Por Rosa María Britos Ruiz
Primeros días de abril, Pascuas. Había estado recorriendo algunas de las ciudades más cosmopolitas: Londres, París, Barcelona, Florencia. Pero quisiera hacer un alto en el trayecto de Florencia a Praga.
Florencia me despidió con lluvia y frío. Llegué a la estación central de trenes un par de horas antes de la partida de mi tren nocturno. Sentía una gran ansiedad por saber cómo sería el viaje, con quiénes compartiría la cabina, ya que había comprado una cucheta en una cabina con capacidad para seis pasajeras.
Al acercarme al coche correspondiente, dos guardas se aproximaron para pedirme pasaporte y ticket, en alemán por supuesto. Y ahí empecé a vivenciar lo extraño de las barreras idiomáticas. Que no son tales. Yo formulaba las preguntas en inglés y ellas respondían en alemán. No pregunten cómo fue, pero nos entendíamos igual. Creo que al viajar sola, las antenas se despliegan al máximo y captamos todas las señales posibles, sin importar el idioma. Las damas me indicaron muy amablemente cuál era mi cabina. Y cuando supe con quién la compartiría sentí un gran alivio y fascinación a la vez.
De los seis lugares, sólo se habían vendido dos. La otra pasajera resultó ser una monje tibetana. En el momento en que iba a entrar al compartimento, ella estaba sentada con las piernas cruzadas y los brazos en ele, en su clásica postura de meditación. Y para no invadirla golpeé la ventana. Me hizo una reverencia con la cabeza y esbozó una suave sonrisa. Era una mujer austríaca. Intercambiamos varios saludos hasta que acordamos que hablaríamos en inglés. Tuvimos una gran conversación, yo llevaba en la mano el catálogo de las obras expuestas en la Galería de los Uffizi, y empezamos hablando de arte. Luego, al tener un poco más de confianza me animé a preguntarle cómo era su vida en el monasterio, su cosmovisión del mundo y todo lo que pude. Por demás interesante. Eso es lo maravilloso de viajar sola, que nunca se sabe quién se nos puede cruzar en el camino.
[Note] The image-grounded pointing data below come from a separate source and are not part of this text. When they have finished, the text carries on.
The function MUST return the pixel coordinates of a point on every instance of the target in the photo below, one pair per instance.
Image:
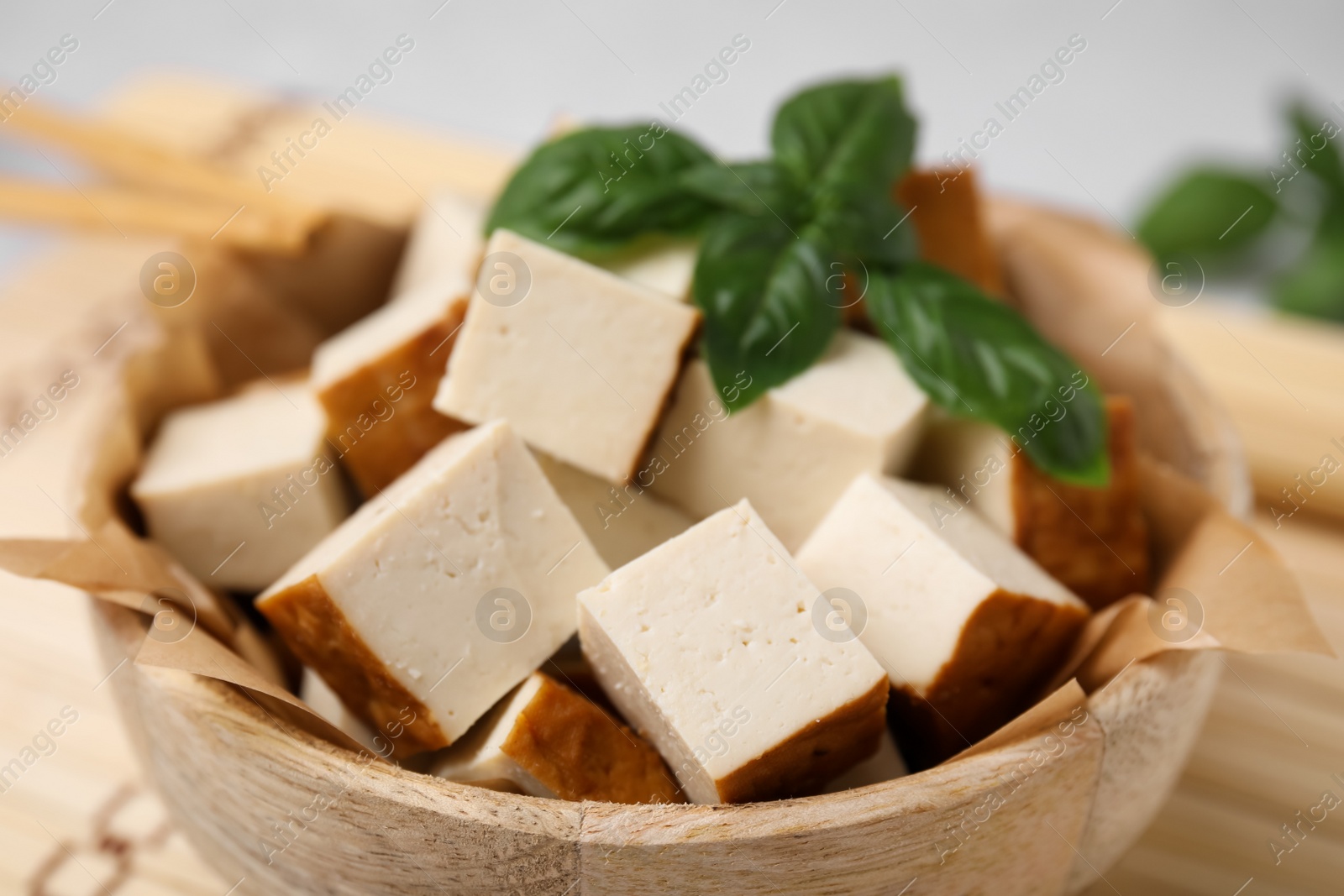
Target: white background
(1160, 83)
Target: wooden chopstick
(134, 211)
(132, 160)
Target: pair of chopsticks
(151, 190)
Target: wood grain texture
(291, 813)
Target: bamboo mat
(80, 821)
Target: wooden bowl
(282, 812)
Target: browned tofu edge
(581, 752)
(320, 634)
(812, 757)
(1092, 540)
(1008, 647)
(376, 448)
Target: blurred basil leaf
(596, 190)
(1316, 284)
(763, 289)
(1209, 212)
(1315, 150)
(750, 188)
(979, 358)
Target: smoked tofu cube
(707, 647)
(577, 359)
(445, 244)
(796, 449)
(548, 741)
(667, 266)
(964, 622)
(1095, 540)
(441, 594)
(948, 215)
(376, 382)
(622, 520)
(885, 765)
(241, 488)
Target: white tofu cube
(796, 449)
(577, 359)
(437, 597)
(622, 520)
(667, 266)
(376, 382)
(548, 741)
(964, 622)
(445, 244)
(707, 647)
(241, 488)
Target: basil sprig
(1280, 228)
(792, 241)
(591, 191)
(978, 358)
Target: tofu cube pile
(441, 594)
(580, 360)
(706, 644)
(571, 574)
(546, 741)
(964, 624)
(239, 490)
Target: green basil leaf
(1210, 212)
(750, 188)
(866, 231)
(593, 191)
(1315, 150)
(768, 312)
(979, 358)
(844, 139)
(1316, 284)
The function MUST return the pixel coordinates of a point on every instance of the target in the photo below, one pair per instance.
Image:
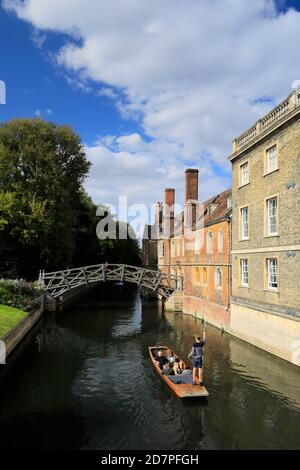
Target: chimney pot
(191, 184)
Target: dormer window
(211, 208)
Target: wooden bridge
(59, 282)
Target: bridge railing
(58, 282)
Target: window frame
(267, 170)
(204, 270)
(211, 235)
(267, 222)
(242, 182)
(220, 232)
(268, 286)
(242, 283)
(242, 237)
(218, 270)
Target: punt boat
(181, 384)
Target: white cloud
(40, 113)
(194, 75)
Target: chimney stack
(169, 212)
(191, 185)
(191, 198)
(158, 218)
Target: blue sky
(151, 90)
(35, 83)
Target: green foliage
(42, 168)
(9, 317)
(18, 294)
(121, 250)
(47, 221)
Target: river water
(83, 380)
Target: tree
(42, 168)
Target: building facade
(195, 246)
(265, 303)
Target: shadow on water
(83, 380)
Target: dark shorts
(198, 363)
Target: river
(83, 380)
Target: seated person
(167, 370)
(161, 360)
(186, 370)
(175, 362)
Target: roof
(221, 212)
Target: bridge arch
(58, 283)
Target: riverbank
(16, 324)
(9, 318)
(64, 390)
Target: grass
(9, 317)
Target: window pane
(272, 273)
(272, 159)
(220, 241)
(244, 272)
(245, 173)
(245, 223)
(272, 215)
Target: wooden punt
(180, 384)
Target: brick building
(195, 246)
(265, 304)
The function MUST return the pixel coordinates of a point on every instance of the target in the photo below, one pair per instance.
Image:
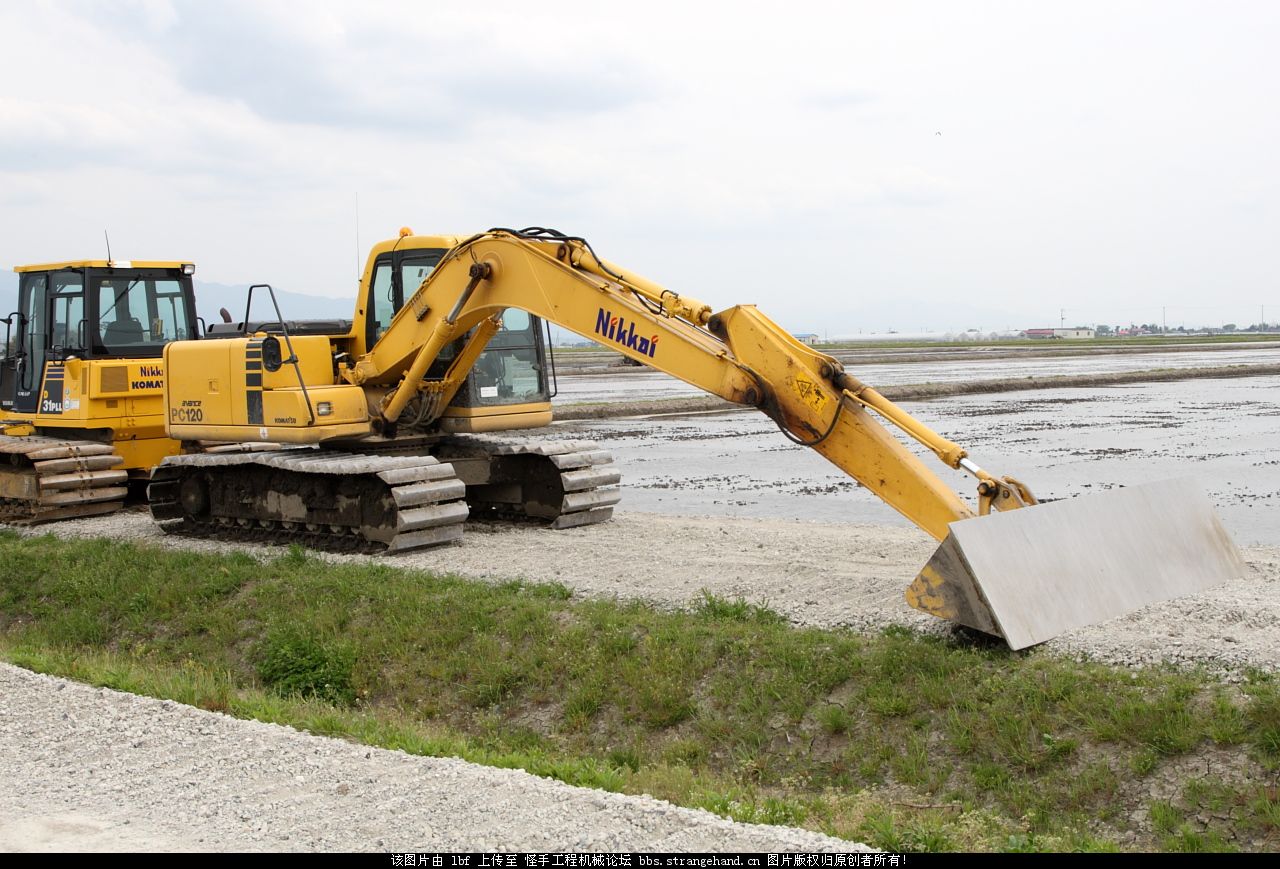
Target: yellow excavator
(82, 383)
(365, 421)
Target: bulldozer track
(50, 479)
(325, 499)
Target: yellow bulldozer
(82, 383)
(375, 433)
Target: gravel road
(92, 769)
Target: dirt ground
(819, 574)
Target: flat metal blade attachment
(1032, 574)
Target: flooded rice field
(1061, 442)
(641, 384)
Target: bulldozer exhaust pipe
(1029, 575)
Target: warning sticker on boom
(810, 393)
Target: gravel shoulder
(104, 771)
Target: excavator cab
(90, 311)
(508, 387)
(511, 383)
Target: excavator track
(51, 479)
(320, 498)
(563, 483)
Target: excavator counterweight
(1009, 566)
(1029, 575)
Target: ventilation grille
(115, 379)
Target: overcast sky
(848, 165)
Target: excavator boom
(1025, 574)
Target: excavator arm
(739, 355)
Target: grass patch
(904, 741)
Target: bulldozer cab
(512, 376)
(90, 310)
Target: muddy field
(1061, 442)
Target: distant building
(1057, 333)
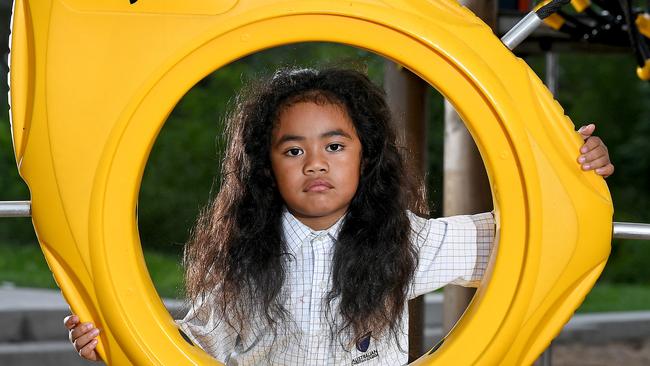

El viaje era largo, pero la noche nos resultó corta para nuestra charla. Una vez en Viena bajamos las dos rápidamente, ya que los trenes se detienen unos minutos. Y así la vi alejarse, ataviada en su túnica maíz y bordó. Fuimos muy pocos los pasajeros que descendimos allí. En un instante los andenes quedaron desiertos nuevamente. El frío era impresionante, pero las plataformas eran techadas y con una pequeña cabina vidriada para aguardar la llegada del servicio.
Al llegar a Praga, nuevamente a transpirar la camiseta. Otra vez el idioma. Tenía dos maneras de llegar al hotel, por metro o tranvía. Sí, así es, prácticamente gran porcentaje de los medios de transporte está dominado por los antiguos y elegantes tranvías. Yo jamás había visto uno. Sólo había oído las historias de mi abuelo Aurelio, que vino de España con tan sólo 4 años. Usaba el tranvía todos los días para ir al colegio. A mí me parecía increíble verlos tan de cerca. Los oficiales me recomendaron que tomara uno, ya que el trayecto era más sencillo que con el metro. Claro, una cosa es tomar el metro, donde las estaciones son fijas, y otra es tomar un tranvía, que también tiene paradas, pero yo las desconocía. Una vez adquirido el ticket para viajar los cuatro días, siempre recomendable para ahorrar dinero, salí de la estación rumbo a las paradas. Praga me recibió con aguanieve. Si bien el frío era intenso, nunca había visto aguanieve. Yo llevaba un sombrero violeta de piel de camello. Ese momento me pareció mágico.